Crown vetch is very successful at surviving and reproducing itself, not only using seeds, but also rhizomes--underground stems--to spread. Though these qualities are useful in places where other plants might fail, they also make crown vetch a threat to other plant life like crops and pasture land. According to the USDA Forest Service, one crown vetch plant alone can cover 100 square feet in four years. Each rhizome can grow up to 10 feet.
Crown vetch is a native of Europe, Asia and Africa. In the United States, it has become naturalized and crowds out native growth not only on the ground, but growing up trees and shrubs. Indeed, crown vetch can create areas only populated by itself.
While many gardeners welcome plants that attract wildlife, this isn't always a good thing.
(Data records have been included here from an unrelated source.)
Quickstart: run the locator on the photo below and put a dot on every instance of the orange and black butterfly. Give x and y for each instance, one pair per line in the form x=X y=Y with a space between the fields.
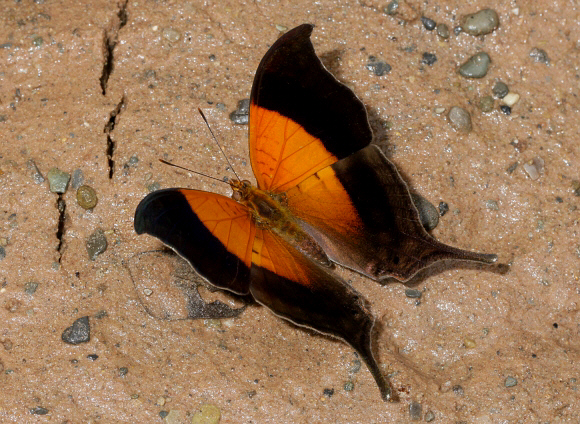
x=324 y=195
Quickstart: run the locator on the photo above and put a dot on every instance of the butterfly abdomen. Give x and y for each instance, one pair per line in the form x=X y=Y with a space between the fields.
x=270 y=212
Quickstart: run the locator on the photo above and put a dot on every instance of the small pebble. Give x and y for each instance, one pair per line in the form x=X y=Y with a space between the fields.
x=534 y=167
x=427 y=212
x=443 y=31
x=486 y=104
x=96 y=244
x=512 y=167
x=458 y=390
x=209 y=414
x=79 y=332
x=77 y=179
x=355 y=366
x=392 y=7
x=480 y=23
x=58 y=180
x=415 y=410
x=86 y=197
x=460 y=119
x=500 y=89
x=241 y=114
x=378 y=67
x=39 y=410
x=38 y=41
x=511 y=99
x=506 y=109
x=133 y=160
x=492 y=205
x=576 y=187
x=469 y=343
x=510 y=382
x=30 y=287
x=429 y=58
x=539 y=55
x=171 y=34
x=328 y=392
x=36 y=174
x=428 y=23
x=154 y=186
x=413 y=293
x=476 y=66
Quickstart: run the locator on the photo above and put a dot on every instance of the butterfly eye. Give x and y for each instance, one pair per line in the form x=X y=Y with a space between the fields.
x=236 y=195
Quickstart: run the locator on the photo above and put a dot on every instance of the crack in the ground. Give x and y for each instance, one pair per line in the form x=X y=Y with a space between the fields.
x=111 y=38
x=109 y=127
x=61 y=206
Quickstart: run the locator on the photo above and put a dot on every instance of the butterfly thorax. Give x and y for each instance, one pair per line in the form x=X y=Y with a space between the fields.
x=270 y=211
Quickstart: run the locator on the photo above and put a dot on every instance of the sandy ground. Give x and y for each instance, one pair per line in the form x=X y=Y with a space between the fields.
x=109 y=87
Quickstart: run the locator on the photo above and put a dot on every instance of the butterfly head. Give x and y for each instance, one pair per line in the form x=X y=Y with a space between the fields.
x=242 y=189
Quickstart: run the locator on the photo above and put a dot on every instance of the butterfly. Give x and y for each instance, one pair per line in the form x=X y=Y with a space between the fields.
x=325 y=195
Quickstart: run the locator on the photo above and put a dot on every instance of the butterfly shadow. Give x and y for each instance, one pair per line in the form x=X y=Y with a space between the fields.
x=168 y=288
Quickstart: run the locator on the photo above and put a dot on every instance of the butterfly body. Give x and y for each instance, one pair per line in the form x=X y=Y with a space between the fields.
x=324 y=195
x=269 y=211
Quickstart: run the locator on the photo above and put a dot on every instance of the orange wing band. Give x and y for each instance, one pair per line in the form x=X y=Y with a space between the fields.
x=282 y=152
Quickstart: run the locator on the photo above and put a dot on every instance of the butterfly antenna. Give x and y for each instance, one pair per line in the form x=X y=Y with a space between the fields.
x=191 y=170
x=217 y=142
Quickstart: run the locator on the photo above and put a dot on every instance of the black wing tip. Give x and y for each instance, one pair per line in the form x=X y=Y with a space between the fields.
x=146 y=208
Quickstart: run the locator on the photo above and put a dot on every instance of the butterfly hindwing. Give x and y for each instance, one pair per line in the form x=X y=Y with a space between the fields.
x=212 y=232
x=301 y=118
x=303 y=292
x=361 y=212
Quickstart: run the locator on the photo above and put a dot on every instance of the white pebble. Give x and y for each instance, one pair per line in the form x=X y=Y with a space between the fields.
x=534 y=167
x=511 y=99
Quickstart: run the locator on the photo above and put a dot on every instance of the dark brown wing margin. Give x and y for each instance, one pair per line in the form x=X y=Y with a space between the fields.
x=292 y=81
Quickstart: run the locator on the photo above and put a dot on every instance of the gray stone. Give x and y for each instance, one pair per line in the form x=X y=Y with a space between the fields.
x=58 y=180
x=476 y=66
x=480 y=23
x=460 y=119
x=78 y=332
x=96 y=244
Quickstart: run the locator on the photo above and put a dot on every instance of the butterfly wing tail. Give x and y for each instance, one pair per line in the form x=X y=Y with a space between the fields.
x=301 y=291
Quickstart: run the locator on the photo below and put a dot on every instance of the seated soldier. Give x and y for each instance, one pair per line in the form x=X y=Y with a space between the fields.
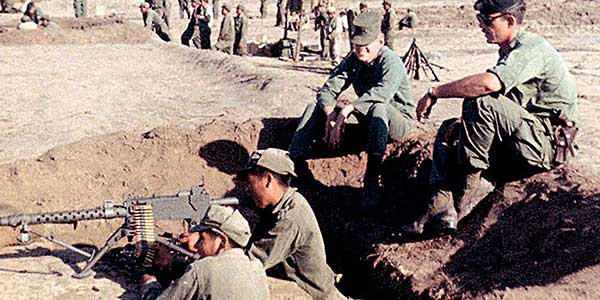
x=224 y=270
x=27 y=24
x=288 y=237
x=385 y=105
x=45 y=22
x=509 y=115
Deer, doves and quail come to crown vetch, and, since deers will feast on other plants besides crown vetch, it wouldn't be a good idea to have the plant growing in areas where the deers can gain access to gardens nearby.
Toxic to Horses
Horses that graze liberally on crown vetch hurt themselves. The consequences include paralysis or even death. The toxicity is due to nitroglycosides within the plant.
After pulling out the crown vetch and perhaps, even, resorting to herbicide, it may seem you've gotten control of a case of crown vetch gone wild. Think again. If the vetch had the opportunity to go to seed--in other words, the flowers are allowed to complete their mission of producing seed--it can come back. The seed can remain viable for years.